Mike: And was your attempt to link up with Patrick James another attempt at purpose? A real relationship this time?
Jackie: Right. I’d kept men at bay really for–my God!–forty years. A few relationships, but in retrospect I never took any of them seriously. I did think Pat might really be the one. For a while. He got so obsessed with SolGrid, but that wasn’t all the reason. Basically he was one more mistake, and it caught me way off guard.
Mike: It’s possible that being in a committed relationship with someone that wasn’t right had you enough off-balance to get enchanted with Jonathan James’ idea of stealing the Typhoon II and making a romantic rebellion against SolGrid, against Sol itself.
Jackie: That’s an interesting way of putting it. Maybe you’re right. I was definitely off-balance by April 2076. I thought I had it all figured out, I had my career and my work with the Ywritt, I still felt in my thirties at seventy-six, and … it all came apart in a day or two with JJC, with Sanders Hirte, with … wow. In any case, I’m done with that. You do recall how totally cratered I was at the end of Book Six. And you have to promise me there can’t be any happy ending stuff with Pat. We’re not going to get back together. I know that was one possible outcome in your notes, but that you’ve since removed it.
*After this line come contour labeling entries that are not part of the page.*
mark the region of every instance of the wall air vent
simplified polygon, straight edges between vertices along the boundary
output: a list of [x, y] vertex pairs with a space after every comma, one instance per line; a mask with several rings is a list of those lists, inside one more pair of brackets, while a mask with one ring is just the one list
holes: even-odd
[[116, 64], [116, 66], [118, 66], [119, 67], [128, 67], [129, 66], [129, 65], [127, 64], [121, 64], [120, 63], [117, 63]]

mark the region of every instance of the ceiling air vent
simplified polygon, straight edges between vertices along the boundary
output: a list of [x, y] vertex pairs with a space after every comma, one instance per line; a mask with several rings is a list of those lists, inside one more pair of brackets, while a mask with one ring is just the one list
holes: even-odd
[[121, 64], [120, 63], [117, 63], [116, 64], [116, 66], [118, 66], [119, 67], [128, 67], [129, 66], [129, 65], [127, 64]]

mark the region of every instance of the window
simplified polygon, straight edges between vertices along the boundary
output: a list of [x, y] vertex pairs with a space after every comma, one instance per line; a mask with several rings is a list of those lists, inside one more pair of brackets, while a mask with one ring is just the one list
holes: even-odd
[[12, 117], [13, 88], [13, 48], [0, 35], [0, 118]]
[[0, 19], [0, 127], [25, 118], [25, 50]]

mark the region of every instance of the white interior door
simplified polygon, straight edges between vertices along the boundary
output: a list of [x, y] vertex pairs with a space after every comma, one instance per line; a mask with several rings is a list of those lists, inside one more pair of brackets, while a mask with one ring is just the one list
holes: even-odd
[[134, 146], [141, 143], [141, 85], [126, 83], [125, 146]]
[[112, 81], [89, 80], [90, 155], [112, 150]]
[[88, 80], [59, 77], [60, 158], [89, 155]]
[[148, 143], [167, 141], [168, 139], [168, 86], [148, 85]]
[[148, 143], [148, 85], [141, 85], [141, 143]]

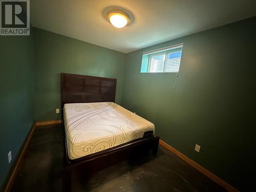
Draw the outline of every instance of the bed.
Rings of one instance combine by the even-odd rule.
[[[62,191],[71,190],[75,170],[100,170],[145,151],[157,154],[154,124],[115,103],[116,87],[116,79],[61,74]]]

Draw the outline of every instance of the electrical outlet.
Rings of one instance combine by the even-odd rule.
[[[10,151],[8,153],[8,162],[10,163],[11,161],[12,160],[12,152]]]
[[[195,151],[199,153],[199,152],[200,151],[200,145],[198,145],[197,144],[196,144],[196,146],[195,146]]]

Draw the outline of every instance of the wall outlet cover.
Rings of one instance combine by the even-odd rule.
[[[12,152],[10,151],[8,153],[8,162],[10,163],[11,161],[12,160]]]
[[[195,151],[199,153],[199,152],[200,151],[200,145],[198,145],[197,144],[196,144],[196,146],[195,146]]]

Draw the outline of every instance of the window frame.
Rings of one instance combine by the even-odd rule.
[[[180,57],[180,63],[179,64],[179,70],[178,72],[166,72],[166,67],[167,67],[167,61],[168,60],[168,54],[169,53],[170,53],[172,52],[174,52],[176,51],[178,51],[178,50],[169,50],[168,51],[166,52],[163,52],[161,53],[153,53],[152,54],[150,54],[150,58],[148,59],[148,63],[147,64],[147,73],[179,73],[179,71],[180,71],[180,62],[181,61],[181,56]],[[181,52],[182,53],[182,48],[181,48]],[[154,56],[158,56],[158,55],[165,55],[165,58],[164,58],[164,66],[163,66],[163,71],[161,72],[151,72],[150,70],[151,68],[151,62],[152,61],[152,57]]]

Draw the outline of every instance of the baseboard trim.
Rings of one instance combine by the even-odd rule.
[[[206,169],[204,168],[201,165],[199,165],[197,163],[196,163],[195,161],[193,161],[191,159],[190,159],[189,158],[185,156],[183,154],[182,154],[181,153],[179,152],[178,151],[176,150],[173,147],[170,146],[168,144],[164,142],[161,139],[159,140],[159,144],[163,146],[163,147],[165,147],[167,148],[168,150],[170,151],[170,152],[173,152],[174,154],[175,154],[176,155],[177,155],[178,157],[179,157],[180,158],[182,159],[183,160],[185,161],[187,163],[190,164],[191,166],[192,166],[193,167],[195,168],[197,170],[198,170],[199,172],[202,173],[203,174],[205,175],[206,176],[208,177],[209,178],[211,179],[212,181],[215,182],[216,183],[218,183],[219,185],[221,185],[222,187],[225,188],[226,190],[227,190],[228,191],[236,191],[236,192],[239,192],[239,191],[233,187],[232,186],[229,185],[228,183],[227,182],[225,182],[220,178],[216,176],[214,174],[211,173]]]
[[[16,176],[17,175],[17,174],[18,173],[19,168],[20,168],[20,165],[22,164],[21,163],[23,159],[23,157],[24,157],[26,152],[28,149],[28,146],[29,146],[30,141],[31,140],[31,138],[33,136],[33,134],[34,133],[34,131],[35,131],[35,127],[36,123],[34,123],[33,126],[31,129],[30,133],[29,133],[29,136],[27,137],[27,140],[25,141],[25,143],[23,146],[22,152],[18,157],[18,159],[16,162],[16,164],[14,165],[14,168],[13,168],[11,175],[9,178],[9,180],[4,190],[5,192],[9,192],[11,190],[12,184],[14,181]]]
[[[52,121],[37,122],[36,123],[36,126],[45,125],[51,124],[60,123],[61,122],[61,120],[54,120]]]

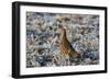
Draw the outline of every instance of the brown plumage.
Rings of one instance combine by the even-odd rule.
[[[64,27],[61,27],[58,30],[58,32],[61,32],[61,44],[59,44],[61,54],[67,55],[69,58],[72,58],[72,57],[78,57],[80,54],[77,53],[73,48],[73,46],[70,45],[70,43],[68,42],[68,39],[66,37],[66,30]]]

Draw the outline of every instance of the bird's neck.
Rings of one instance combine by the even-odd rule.
[[[66,37],[66,31],[64,31],[64,32],[62,33],[62,35],[61,35],[61,39],[62,39],[62,41],[67,39],[67,37]]]

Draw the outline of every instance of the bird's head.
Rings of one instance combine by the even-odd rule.
[[[56,33],[58,33],[58,34],[66,33],[67,30],[68,28],[66,26],[58,25]]]

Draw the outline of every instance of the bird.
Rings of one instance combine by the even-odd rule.
[[[68,59],[79,57],[80,54],[77,53],[75,48],[73,48],[69,41],[67,39],[66,28],[63,26],[59,26],[59,28],[57,30],[57,33],[59,34],[59,38],[61,38],[59,53],[67,56]]]

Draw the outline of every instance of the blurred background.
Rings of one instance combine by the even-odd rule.
[[[70,60],[59,53],[59,25],[80,60]],[[73,58],[75,59],[75,58]],[[26,12],[26,67],[76,66],[99,64],[99,15]]]

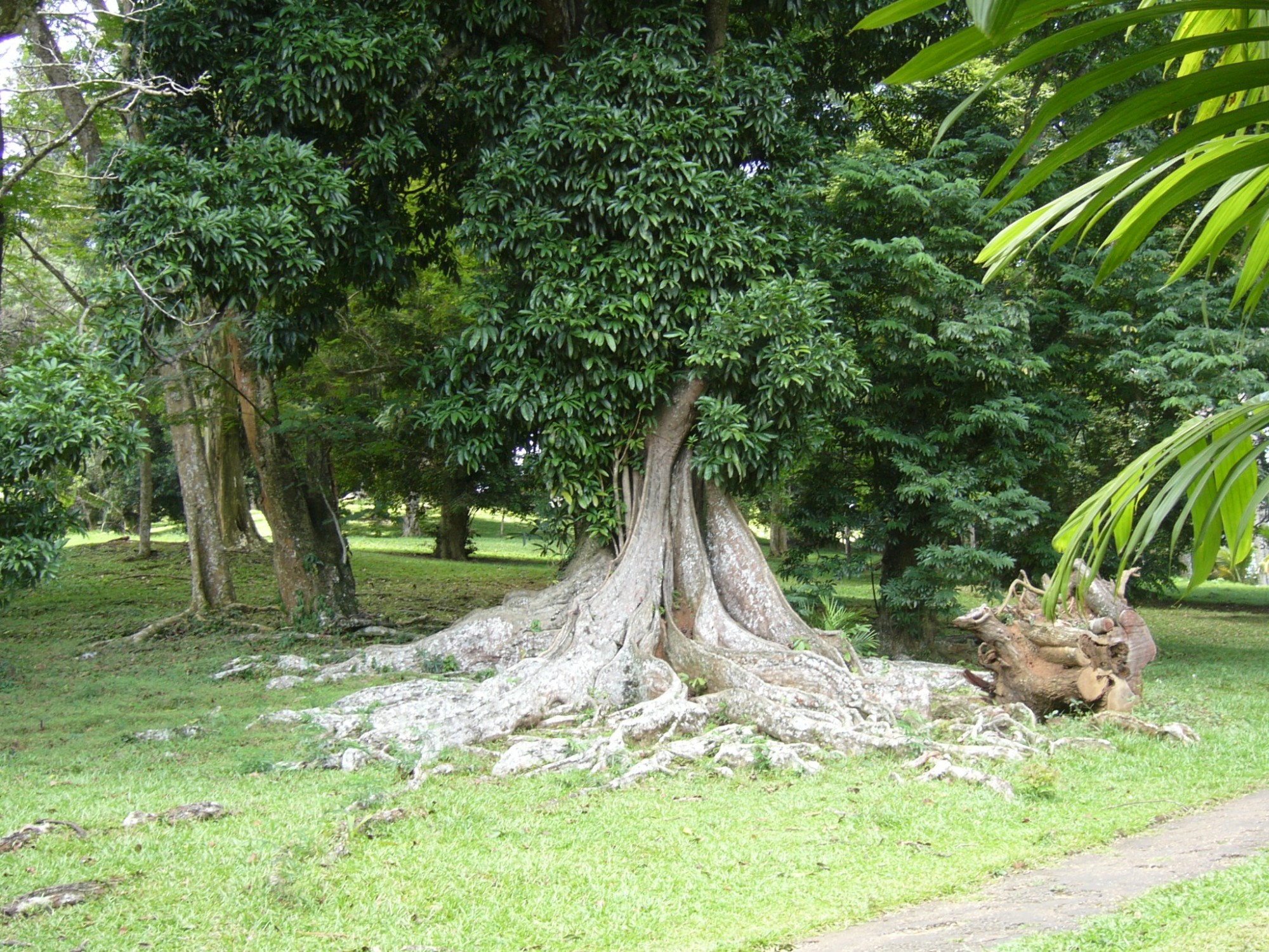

Mike: Right. The whole point was that you and Pat were incompatible and just didn’t realize it for quite a while. You had a sort of comfortable, fake “real relationship.”
Jackie: Yes, that does describe it. We were really only together a few months–six, seven? Anyway, along comes JJC and his SolGrid Rebellion and everything goes to hell. I come apart. It’s just like me being twenty again, crashing from one stupid impulse to another, going down and down and down. So at the end of Book Six I’m like having a flashback, or a total relapse, to that old era, something I thought I was completely done with. So I can’t just launch into Book Seven as some put-together character who’s simply sucked it up again after screwing up so badly in The SolGrid Rebellion.